WES (Whole Exome Sequencing) and TRS (Target Region Sequencing) FFPE Sample Requirements:

Condition: DNA samples without RNA contamination
Purity: OD260/280: 1.8~2.0
Input amount: ≥2μg
More than 100 folds depth data is recommended.

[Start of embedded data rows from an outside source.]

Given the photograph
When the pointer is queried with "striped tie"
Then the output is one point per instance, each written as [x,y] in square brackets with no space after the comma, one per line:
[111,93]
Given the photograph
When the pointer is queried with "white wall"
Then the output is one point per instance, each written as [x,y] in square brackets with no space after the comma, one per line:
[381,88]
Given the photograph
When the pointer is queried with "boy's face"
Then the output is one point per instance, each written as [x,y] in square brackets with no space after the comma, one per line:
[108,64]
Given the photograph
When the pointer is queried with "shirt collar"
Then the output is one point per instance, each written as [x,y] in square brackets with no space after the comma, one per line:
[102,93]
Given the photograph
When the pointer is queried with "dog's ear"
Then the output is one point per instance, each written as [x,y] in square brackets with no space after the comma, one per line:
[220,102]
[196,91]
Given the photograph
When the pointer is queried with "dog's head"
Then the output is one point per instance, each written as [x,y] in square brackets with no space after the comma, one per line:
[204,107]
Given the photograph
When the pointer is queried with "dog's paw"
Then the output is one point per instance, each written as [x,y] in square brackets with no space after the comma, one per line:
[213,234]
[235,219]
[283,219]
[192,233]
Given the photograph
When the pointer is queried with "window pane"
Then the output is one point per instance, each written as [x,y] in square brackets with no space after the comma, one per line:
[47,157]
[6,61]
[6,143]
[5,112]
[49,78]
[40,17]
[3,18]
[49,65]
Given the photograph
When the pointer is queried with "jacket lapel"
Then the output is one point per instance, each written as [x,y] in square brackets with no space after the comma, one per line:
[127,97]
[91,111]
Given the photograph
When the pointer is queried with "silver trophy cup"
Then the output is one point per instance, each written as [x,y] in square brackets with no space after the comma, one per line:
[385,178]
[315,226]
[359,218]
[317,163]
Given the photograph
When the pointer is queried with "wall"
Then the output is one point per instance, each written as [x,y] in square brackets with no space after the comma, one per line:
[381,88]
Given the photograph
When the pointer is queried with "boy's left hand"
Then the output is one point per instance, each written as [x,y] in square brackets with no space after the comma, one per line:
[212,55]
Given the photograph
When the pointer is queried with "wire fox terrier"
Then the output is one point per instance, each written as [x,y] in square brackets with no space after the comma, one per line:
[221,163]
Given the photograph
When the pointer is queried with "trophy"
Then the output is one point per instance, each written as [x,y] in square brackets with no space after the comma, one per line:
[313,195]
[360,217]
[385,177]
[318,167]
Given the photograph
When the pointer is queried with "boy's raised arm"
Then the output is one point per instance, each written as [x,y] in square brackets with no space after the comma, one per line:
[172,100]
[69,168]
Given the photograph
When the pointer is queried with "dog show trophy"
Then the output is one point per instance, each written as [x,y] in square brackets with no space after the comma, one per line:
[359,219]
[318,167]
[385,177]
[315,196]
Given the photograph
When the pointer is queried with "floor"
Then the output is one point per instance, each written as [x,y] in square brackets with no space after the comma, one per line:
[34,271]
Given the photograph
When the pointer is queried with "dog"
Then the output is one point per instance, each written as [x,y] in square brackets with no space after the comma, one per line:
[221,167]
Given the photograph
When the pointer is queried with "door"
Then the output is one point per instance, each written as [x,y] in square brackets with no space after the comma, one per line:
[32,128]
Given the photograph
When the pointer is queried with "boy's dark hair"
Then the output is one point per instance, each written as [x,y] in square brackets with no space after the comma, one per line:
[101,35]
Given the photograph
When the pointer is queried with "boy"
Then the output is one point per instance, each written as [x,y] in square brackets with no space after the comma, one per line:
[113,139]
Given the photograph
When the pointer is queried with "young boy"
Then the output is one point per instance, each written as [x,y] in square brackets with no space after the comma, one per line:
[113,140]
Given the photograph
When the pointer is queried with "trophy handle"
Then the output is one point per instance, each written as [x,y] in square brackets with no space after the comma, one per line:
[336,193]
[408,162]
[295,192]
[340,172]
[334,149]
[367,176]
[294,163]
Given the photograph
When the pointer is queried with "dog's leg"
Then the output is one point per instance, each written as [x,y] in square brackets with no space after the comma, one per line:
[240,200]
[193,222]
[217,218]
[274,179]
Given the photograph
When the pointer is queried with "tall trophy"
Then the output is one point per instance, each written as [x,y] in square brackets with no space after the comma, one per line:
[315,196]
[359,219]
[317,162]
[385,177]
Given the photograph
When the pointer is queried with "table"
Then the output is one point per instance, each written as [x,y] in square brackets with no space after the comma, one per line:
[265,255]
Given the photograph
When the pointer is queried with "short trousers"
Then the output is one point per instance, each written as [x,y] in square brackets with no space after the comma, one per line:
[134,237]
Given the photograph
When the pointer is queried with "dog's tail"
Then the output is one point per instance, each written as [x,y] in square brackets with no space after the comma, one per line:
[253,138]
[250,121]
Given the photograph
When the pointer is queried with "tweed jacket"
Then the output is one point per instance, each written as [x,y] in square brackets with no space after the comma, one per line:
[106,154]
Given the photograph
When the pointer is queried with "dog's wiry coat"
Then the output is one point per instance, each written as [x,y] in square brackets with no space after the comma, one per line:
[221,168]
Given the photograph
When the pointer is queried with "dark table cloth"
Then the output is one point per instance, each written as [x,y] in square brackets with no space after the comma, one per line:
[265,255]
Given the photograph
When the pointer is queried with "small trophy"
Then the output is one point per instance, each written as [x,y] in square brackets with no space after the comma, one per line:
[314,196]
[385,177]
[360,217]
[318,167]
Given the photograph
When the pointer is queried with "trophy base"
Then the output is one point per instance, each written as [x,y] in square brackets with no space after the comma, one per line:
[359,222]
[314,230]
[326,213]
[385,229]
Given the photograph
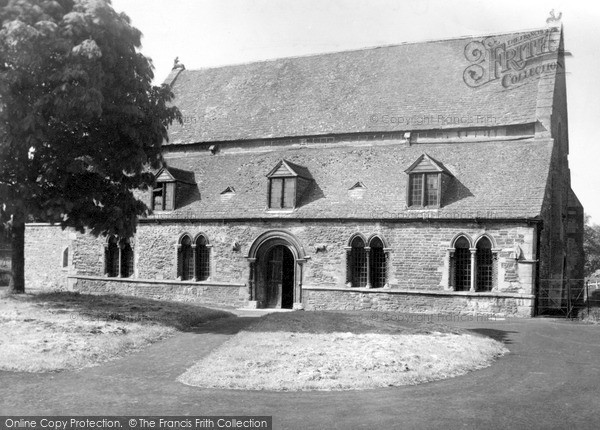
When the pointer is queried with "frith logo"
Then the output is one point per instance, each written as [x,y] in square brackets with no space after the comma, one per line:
[511,61]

Whole Genome Resequencing FFPE Sample Requirements:

Condition: DNA samples without RNA contamination
Purity: OD260/280=1.8~2.0
Input amount: ≥500X(N+1)ng; N represents the number of library construction and 2 libraries are recommended.
For sequencing depth 50X, 5 libraries will be needed, but we recommend 6 libraries.

 

RNA Level (Quantification and small RNA):

 

For Quantification:

Total RNA: ≥200ng; ≥100ng under the condition of RNA samples after DNAase treatment
RNA concentration: ≥20ng/μl
Purity: OD260/280=1.8~2.2

For small RNA Sequencing:

Condition: RNA samples after DNAase treatment
Total RNA: ≥2μg; ≥1μg under the condition of RNA samples after DNAase treatment
RNA concentration: ≥20ng/μl
Purity: OD260/280=1.8~2.2

The FFPE sample can be stored and delivered under room temperature.